What’s New and Updates/Changes
The AASLD and IDSA in collaboration with IAS–USA HCV Guidance Panel is seeking an additional community representative to serve on the panel that drafts the Recommendations for Testing, Managing, and Treating Hepatitis C. Community representatives serve a 2 to 3 year term, similar to the scientific panel members, and are expected to serve on at least one subcommittee and to participate actively in all subcommittee and full committee teleconferences. In-person meetings are not expected to occur more than once annually. This is a volunteer position; panel members do not receive a stipend or travel expenses, although assistance with travel may be provided in appropriate circumstances.
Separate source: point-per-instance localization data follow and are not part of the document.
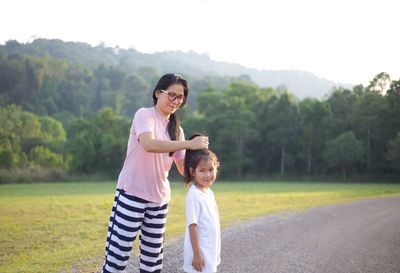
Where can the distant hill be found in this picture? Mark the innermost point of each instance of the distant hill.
(301, 83)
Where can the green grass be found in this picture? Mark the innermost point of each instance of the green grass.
(61, 227)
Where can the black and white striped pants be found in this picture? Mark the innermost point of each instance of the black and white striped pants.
(129, 215)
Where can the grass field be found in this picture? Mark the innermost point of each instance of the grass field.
(61, 227)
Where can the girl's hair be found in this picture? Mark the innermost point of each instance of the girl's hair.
(193, 157)
(164, 83)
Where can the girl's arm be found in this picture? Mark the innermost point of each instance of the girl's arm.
(198, 261)
(165, 146)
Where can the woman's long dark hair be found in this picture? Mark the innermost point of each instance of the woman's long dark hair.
(192, 159)
(164, 83)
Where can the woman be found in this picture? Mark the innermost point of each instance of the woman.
(141, 201)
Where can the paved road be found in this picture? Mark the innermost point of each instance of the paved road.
(362, 237)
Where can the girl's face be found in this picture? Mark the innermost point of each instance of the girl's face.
(204, 174)
(169, 100)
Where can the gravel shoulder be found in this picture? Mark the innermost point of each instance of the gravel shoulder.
(362, 236)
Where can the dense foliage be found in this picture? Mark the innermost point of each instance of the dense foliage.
(58, 114)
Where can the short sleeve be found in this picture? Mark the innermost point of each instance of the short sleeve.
(143, 122)
(180, 155)
(192, 209)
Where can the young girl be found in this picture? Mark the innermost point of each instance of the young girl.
(202, 246)
(156, 141)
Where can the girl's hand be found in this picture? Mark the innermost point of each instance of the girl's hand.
(198, 262)
(199, 142)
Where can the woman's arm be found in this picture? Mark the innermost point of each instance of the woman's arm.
(198, 261)
(180, 166)
(165, 146)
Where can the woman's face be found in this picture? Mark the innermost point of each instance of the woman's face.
(169, 100)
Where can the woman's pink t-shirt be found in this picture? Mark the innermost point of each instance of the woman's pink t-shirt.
(145, 174)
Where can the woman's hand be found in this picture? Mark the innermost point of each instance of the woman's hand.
(198, 262)
(199, 142)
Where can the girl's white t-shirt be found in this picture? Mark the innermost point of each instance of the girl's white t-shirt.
(202, 210)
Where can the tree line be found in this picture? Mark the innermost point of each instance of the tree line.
(56, 115)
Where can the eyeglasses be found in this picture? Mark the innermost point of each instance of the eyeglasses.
(172, 96)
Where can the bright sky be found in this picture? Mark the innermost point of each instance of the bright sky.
(346, 41)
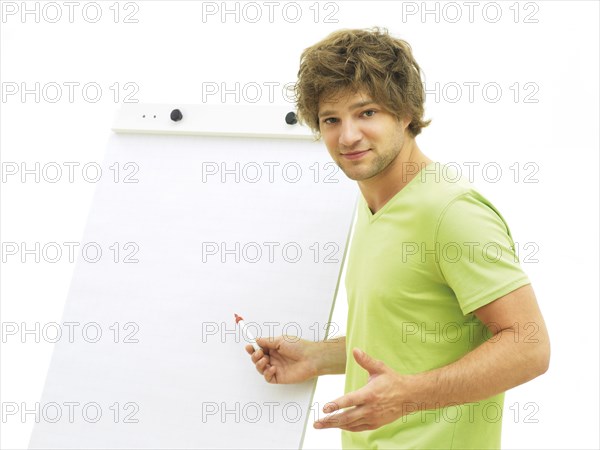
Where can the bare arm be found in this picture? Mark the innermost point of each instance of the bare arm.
(518, 351)
(331, 356)
(514, 355)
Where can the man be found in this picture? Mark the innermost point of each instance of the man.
(441, 318)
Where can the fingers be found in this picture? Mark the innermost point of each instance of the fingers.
(270, 374)
(350, 399)
(268, 343)
(261, 362)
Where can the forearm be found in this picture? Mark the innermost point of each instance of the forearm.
(506, 360)
(331, 355)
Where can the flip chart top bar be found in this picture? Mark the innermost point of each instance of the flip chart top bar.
(260, 121)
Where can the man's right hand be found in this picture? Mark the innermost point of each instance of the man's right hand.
(285, 359)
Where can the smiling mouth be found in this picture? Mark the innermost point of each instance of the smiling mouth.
(355, 155)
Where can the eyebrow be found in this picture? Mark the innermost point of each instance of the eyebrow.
(360, 104)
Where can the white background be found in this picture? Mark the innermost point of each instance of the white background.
(175, 53)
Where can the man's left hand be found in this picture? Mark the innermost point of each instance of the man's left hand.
(376, 404)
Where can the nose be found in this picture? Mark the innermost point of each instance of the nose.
(350, 133)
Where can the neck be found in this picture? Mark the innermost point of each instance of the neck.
(379, 189)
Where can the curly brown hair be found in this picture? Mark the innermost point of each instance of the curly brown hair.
(368, 60)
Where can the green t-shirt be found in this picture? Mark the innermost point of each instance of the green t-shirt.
(417, 269)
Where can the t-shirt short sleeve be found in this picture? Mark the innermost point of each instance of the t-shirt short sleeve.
(477, 254)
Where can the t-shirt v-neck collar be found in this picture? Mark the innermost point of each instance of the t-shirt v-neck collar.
(410, 185)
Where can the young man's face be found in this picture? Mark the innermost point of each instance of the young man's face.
(361, 137)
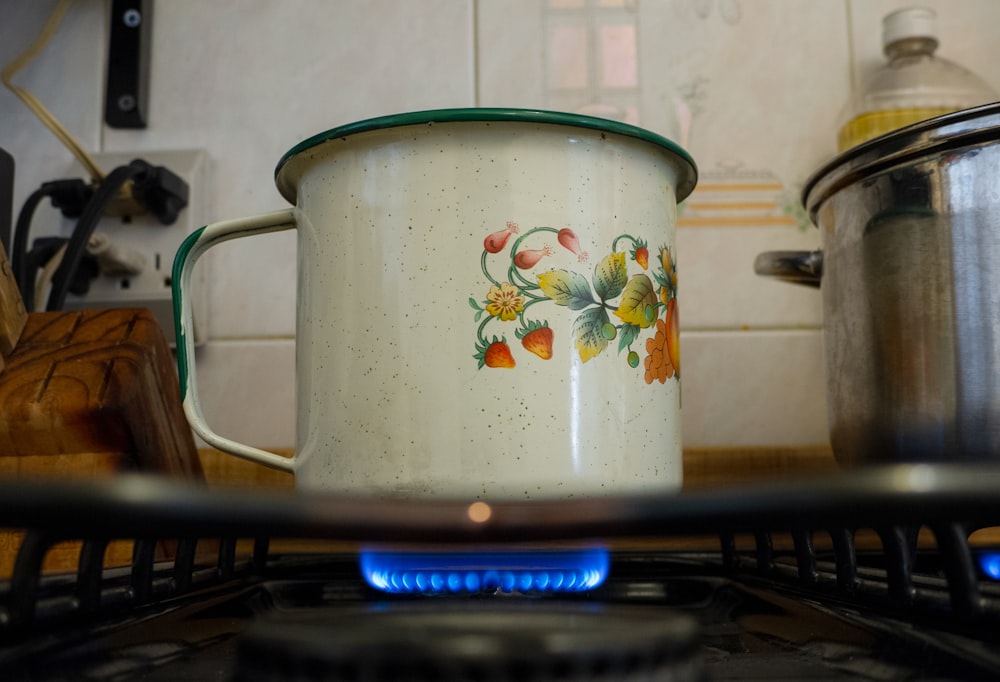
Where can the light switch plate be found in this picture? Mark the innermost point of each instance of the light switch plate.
(158, 244)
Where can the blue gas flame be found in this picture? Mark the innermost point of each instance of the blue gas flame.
(989, 562)
(575, 570)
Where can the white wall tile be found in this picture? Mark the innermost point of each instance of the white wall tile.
(67, 77)
(247, 390)
(247, 80)
(753, 388)
(719, 289)
(753, 88)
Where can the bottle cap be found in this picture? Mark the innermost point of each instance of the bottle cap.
(911, 22)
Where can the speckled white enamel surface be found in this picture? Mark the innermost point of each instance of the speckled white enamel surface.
(392, 398)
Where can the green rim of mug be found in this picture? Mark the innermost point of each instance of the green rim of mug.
(687, 169)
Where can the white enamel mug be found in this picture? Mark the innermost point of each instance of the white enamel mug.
(487, 307)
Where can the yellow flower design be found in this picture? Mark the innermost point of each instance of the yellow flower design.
(505, 301)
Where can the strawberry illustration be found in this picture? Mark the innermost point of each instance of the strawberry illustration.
(641, 254)
(495, 353)
(536, 338)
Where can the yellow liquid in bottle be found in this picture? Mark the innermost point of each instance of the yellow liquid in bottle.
(874, 123)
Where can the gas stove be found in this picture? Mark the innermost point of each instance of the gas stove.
(863, 575)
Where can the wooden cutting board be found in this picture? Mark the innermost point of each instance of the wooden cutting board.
(93, 382)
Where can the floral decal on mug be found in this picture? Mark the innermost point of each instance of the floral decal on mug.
(632, 309)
Ideal applicants will either have had HCV infection in the past or present, or been active in community organizations representing persons with HCV infection or those at high risk for HCV infection. The chosen applicant must comply with conflict of interest standards of the panel.
Interested individuals should forward a short letter of interest, a curriculum vitae or resume, and a completed conflict of interest disclosure form to: firstname.lastname@example.org by February 15, 2015. Applicants will be screened by a nomination committee and select individuals will be interviewed by phone before final decisions are made.
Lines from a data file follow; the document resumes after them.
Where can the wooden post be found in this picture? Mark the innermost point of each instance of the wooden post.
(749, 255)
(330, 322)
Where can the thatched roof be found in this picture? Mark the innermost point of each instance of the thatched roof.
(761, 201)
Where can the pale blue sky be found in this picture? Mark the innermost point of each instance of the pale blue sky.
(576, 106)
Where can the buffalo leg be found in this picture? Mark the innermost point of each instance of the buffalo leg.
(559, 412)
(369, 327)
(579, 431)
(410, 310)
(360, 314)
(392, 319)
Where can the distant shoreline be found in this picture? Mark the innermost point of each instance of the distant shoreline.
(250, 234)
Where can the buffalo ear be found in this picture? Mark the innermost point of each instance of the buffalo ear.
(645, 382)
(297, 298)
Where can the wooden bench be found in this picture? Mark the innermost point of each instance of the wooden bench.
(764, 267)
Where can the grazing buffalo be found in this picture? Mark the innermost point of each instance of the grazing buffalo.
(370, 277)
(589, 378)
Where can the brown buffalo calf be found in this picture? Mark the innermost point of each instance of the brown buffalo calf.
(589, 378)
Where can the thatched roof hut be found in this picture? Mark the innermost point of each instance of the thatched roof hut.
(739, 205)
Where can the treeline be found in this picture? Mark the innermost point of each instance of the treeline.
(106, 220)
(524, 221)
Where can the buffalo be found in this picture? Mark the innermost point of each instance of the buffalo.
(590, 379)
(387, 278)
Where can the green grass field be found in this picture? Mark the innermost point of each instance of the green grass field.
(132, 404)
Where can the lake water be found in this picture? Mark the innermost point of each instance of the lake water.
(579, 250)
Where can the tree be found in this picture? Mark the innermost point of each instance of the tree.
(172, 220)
Additional revisions have been made to Unique Patient Populations: Patients With Decompensated Cirrhosis, sharpening the focus to patients with decompensated cirrhosis only. For guidance on patients with compensated cirrhosis, please refer to Initial Treatment of HCV Infection
The introductory statement of When and In Whom to Initiate Therapy has been revised to reiterate that treatment will benefit almost all patients in all stages of chronic infection and that urgent initiation of therapy is needed in patients with certain conditions.